Monday, June 5, 2006

Arn Chorn-Pond - keeping alive tradition

The spotlight today falls on Arn Chorn-Pond and his determined efforts to keep alive traditional Cambodian arts through the Cambodian Living Arts project. As a child under the Khmer Rouge regime, Arn's ability to play the flute saved his life, before he was adopted and moved to the United States. He later spent ten years as a human rights speaker and peace activist for Amnesty International and started an anti-gang program in Lowell and a community service program back in Cambodia. After a visit to his homeland in 1996, Arn turned his focus on music and formed the Master Performers program - supporting the musicians ('masters') who survived the KR era when as many as nine out of ten performers perished - as part of the wider Cambodian Living Arts project.

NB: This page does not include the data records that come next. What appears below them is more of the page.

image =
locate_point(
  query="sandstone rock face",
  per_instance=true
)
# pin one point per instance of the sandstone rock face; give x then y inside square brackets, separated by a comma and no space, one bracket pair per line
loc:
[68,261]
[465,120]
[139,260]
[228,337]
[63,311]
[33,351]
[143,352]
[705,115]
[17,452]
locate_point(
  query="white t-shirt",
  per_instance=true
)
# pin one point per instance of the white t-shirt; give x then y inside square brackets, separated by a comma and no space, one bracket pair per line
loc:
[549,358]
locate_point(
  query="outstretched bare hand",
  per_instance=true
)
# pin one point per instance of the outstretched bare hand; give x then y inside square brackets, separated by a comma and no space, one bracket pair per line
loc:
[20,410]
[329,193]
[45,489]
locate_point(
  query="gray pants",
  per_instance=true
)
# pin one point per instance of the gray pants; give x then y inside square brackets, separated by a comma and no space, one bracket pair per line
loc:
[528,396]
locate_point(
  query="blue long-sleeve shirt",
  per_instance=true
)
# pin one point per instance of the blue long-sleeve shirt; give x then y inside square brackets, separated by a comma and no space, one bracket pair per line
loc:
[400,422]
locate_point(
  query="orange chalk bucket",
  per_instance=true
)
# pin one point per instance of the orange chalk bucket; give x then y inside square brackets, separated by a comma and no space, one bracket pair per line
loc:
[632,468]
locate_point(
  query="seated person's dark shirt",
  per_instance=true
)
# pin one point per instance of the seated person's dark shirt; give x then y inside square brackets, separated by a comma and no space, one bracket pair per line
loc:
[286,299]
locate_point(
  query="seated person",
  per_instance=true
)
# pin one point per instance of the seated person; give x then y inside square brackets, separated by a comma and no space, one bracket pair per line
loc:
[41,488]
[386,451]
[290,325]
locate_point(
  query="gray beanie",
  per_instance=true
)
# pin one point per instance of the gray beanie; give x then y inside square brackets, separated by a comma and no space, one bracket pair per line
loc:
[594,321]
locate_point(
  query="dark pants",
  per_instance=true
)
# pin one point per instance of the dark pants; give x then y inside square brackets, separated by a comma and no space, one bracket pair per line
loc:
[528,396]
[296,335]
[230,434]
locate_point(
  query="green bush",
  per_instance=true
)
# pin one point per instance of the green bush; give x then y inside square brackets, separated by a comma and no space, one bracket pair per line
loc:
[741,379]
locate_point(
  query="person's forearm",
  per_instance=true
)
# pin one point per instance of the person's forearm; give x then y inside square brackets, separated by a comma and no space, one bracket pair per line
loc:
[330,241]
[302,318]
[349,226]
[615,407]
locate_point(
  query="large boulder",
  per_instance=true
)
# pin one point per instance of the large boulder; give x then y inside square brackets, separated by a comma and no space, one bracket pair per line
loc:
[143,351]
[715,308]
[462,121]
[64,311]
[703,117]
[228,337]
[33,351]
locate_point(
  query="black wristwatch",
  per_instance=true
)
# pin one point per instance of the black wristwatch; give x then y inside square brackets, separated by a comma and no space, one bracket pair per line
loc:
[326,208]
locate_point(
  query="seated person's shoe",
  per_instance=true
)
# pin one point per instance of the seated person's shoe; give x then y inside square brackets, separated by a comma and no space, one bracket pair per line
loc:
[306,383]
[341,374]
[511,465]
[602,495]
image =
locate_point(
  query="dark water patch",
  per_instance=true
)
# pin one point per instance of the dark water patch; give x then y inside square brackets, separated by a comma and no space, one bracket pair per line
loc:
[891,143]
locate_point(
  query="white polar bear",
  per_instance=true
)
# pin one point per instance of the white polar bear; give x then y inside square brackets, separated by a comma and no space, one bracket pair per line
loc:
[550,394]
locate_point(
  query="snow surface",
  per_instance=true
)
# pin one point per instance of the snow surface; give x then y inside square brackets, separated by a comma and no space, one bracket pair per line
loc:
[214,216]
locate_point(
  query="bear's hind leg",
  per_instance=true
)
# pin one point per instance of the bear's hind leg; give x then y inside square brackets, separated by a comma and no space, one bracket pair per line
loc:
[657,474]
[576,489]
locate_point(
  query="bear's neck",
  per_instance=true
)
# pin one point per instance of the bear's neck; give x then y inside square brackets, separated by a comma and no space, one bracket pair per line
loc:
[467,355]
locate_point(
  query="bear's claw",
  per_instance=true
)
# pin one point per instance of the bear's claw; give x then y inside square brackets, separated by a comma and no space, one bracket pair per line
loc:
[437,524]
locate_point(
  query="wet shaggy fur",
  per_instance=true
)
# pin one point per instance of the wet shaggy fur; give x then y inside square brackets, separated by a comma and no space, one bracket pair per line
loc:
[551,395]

Arn (pictured) was the subject of a documentary film called The Flute Player in 2003 and his dream of reviving traditional arts in Cambodia is bearing fruit as CLA goes from strength to strength. Now in its seventh year, in partnership with World Education, they currently support hundreds of art students and teachers throughout the country, as well as teaching, recording and performing programs that encourage traditional music, opera, dance and much more, to flourish. A key step forward is their capture of a three-storey building in Phnom Penh where three masters and their families can live and accommodate classes for over 100 students, and which will act as CLA's first cultural center.